Process Safety and Environmental Protection ( IF 6.9 ) Pub Date : 2023-03-11 , DOI: 10.1016/j.psep.2023.03.017 Xiaotian Bi , Deyang Wu , Daoxiong Xie , Huawei Ye , Jinsong Zhao
Fault diagnosis is critical for ensuring safe and stable chemical production. Correct identification of causal relationships among variables in large-scale chemical processes is a prerequisite for analyzing the root causes and propagation paths of faults.
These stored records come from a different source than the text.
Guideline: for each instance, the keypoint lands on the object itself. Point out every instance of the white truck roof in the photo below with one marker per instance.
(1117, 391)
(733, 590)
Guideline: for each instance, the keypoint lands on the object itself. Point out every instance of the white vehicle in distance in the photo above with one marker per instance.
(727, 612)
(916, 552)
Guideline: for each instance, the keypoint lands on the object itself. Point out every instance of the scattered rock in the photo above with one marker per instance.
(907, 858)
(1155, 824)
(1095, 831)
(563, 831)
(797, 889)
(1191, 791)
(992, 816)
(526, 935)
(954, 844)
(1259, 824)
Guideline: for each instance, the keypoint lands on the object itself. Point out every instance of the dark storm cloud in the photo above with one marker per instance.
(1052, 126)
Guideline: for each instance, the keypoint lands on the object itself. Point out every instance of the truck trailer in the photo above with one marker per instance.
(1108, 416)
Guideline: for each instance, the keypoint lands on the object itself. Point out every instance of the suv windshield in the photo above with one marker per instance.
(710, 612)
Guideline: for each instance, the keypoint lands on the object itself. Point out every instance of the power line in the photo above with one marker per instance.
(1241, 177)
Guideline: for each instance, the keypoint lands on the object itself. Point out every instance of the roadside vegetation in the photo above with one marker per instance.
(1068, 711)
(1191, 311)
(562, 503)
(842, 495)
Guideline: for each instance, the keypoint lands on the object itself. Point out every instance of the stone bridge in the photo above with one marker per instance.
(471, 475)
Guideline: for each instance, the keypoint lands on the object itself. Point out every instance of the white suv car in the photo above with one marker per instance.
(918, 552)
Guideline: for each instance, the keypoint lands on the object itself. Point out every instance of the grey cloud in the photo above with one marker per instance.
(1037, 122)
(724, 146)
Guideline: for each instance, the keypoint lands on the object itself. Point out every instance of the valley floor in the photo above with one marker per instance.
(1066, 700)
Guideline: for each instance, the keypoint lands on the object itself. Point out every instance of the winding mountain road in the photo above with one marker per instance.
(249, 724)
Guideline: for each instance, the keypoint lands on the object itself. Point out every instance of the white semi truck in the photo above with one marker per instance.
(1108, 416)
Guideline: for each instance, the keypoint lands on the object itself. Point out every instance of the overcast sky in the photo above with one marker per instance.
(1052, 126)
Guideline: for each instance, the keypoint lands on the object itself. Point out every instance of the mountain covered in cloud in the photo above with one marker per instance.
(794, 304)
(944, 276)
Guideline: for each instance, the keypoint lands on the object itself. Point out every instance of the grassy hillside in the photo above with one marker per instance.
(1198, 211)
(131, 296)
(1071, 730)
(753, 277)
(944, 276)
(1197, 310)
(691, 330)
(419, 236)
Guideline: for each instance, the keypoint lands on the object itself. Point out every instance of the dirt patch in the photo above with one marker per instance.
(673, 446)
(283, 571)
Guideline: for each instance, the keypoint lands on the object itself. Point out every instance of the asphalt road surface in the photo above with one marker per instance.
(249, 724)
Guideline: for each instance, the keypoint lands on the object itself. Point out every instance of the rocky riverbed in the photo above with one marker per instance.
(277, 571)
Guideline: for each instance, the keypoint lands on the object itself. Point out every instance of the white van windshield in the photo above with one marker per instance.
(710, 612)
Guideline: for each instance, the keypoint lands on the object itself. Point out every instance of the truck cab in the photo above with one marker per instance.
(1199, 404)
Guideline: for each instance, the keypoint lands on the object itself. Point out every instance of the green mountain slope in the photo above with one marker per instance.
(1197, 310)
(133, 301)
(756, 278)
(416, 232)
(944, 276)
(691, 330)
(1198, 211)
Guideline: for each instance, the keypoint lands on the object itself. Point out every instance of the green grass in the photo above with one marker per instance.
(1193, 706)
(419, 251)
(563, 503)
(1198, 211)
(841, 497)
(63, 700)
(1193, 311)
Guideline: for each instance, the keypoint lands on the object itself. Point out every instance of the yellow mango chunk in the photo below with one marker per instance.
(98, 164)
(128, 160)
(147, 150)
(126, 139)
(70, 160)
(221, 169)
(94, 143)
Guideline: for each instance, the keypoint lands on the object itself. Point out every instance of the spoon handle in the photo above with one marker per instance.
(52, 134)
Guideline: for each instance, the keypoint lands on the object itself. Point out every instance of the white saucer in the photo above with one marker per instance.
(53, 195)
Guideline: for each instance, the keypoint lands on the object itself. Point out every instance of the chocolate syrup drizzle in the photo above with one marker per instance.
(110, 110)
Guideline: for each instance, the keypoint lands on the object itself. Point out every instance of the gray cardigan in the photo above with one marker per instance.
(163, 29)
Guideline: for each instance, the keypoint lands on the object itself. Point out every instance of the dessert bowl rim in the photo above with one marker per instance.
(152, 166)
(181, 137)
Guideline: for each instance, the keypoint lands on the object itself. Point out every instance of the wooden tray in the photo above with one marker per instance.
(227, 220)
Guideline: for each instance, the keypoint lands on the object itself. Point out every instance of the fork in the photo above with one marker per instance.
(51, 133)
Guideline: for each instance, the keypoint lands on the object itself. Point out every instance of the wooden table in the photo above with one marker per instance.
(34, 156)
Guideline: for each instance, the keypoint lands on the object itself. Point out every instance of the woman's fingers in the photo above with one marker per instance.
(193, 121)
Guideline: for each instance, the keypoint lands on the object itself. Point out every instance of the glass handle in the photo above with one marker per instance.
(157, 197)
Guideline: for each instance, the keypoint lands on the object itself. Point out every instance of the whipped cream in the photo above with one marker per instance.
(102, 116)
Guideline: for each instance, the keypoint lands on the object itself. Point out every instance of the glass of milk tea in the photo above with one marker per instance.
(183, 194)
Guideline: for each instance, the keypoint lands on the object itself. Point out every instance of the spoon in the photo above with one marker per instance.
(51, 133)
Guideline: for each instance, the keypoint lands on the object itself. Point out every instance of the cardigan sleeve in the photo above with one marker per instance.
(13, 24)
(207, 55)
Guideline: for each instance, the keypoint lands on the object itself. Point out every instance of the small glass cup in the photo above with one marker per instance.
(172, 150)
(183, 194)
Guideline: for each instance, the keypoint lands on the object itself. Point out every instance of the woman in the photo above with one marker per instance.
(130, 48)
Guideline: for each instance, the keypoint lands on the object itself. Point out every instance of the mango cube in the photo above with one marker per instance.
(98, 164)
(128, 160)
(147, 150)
However, chemical process big data often exhibit nonlinearity and nonstationarity, and contain various forms of noise, rendering conventional causal discovery methods vulnerable. In this paper, a novel causal discovery method based on the causality-gated time series Transformer (CGTST) is proposed to address this challenge. By performing time series prediction using the Transformer-based model on the target variable, CGTST measures the causal strength by assessing the contribution of each variable to the prediction through the causality gate structure. Furthermore, a causal validation method based on permutation feature importance is proposed to eliminate spurious causal relationships and ensure robust results. To enhance the performance of causal discovery on nonlinear and nonstationary chemical process data, ensemble empirical mode decomposition is employed to reduce noise. The CGTST-based method is validated on three case studies: a continuous stirred-tank reactor, the Tennessee Eastman process, and a real-world continuous catalytic reforming process. Our findings demonstrate that the proposed method outperforms conventional causal discovery methods and holds promising prospects for industrial applications.
中文翻译:
使用基于 Transformer 的深度学习从大数据中发现大规模化学过程因果关系
故障诊断对于确保安全稳定的化工生产至关重要。正确识别大型化工过程中变量之间的因果关系是分析故障根源和传播路径的前提。然而,化工过程大数据往往表现出非线性和非平稳性,并包含各种形式的噪声,使传统的因果发现方法变得脆弱。在本文中,提出了一种基于因果关系门控时间序列转换器 (CGTST) 的新型因果发现方法来应对这一挑战。通过使用基于 Transformer 的模型对目标变量执行时间序列预测,CGTST 通过因果关系门结构评估每个变量对预测的贡献来衡量因果强度。此外,提出了一种基于排列特征重要性的因果验证方法,以消除虚假因果关系并确保稳健的结果。为了提高对非线性和非平稳化学过程数据进行因果发现的性能,采用集合经验模态分解来降低噪声。基于 CGTST 的方法在三个案例研究中得到验证:连续搅拌釜反应器、田纳西伊士曼工艺和真实世界的连续催化重整工艺。我们的研究结果表明,所提出的方法优于传统的因果发现方法,并具有工业应用前景。为了提高对非线性和非平稳化学过程数据进行因果发现的性能,采用集合经验模态分解来降低噪声。基于 CGTST 的方法在三个案例研究中得到验证:连续搅拌釜反应器、田纳西伊士曼工艺和真实世界的连续催化重整工艺。我们的研究结果表明,所提出的方法优于传统的因果发现方法,并具有工业应用前景。为了提高对非线性和非平稳化学过程数据进行因果发现的性能,采用集合经验模态分解来降低噪声。基于 CGTST 的方法在三个案例研究中得到验证:连续搅拌釜反应器、田纳西伊士曼工艺和真实世界的连续催化重整工艺。我们的研究结果表明,所提出的方法优于传统的因果发现方法,并具有良好的工业应用前景。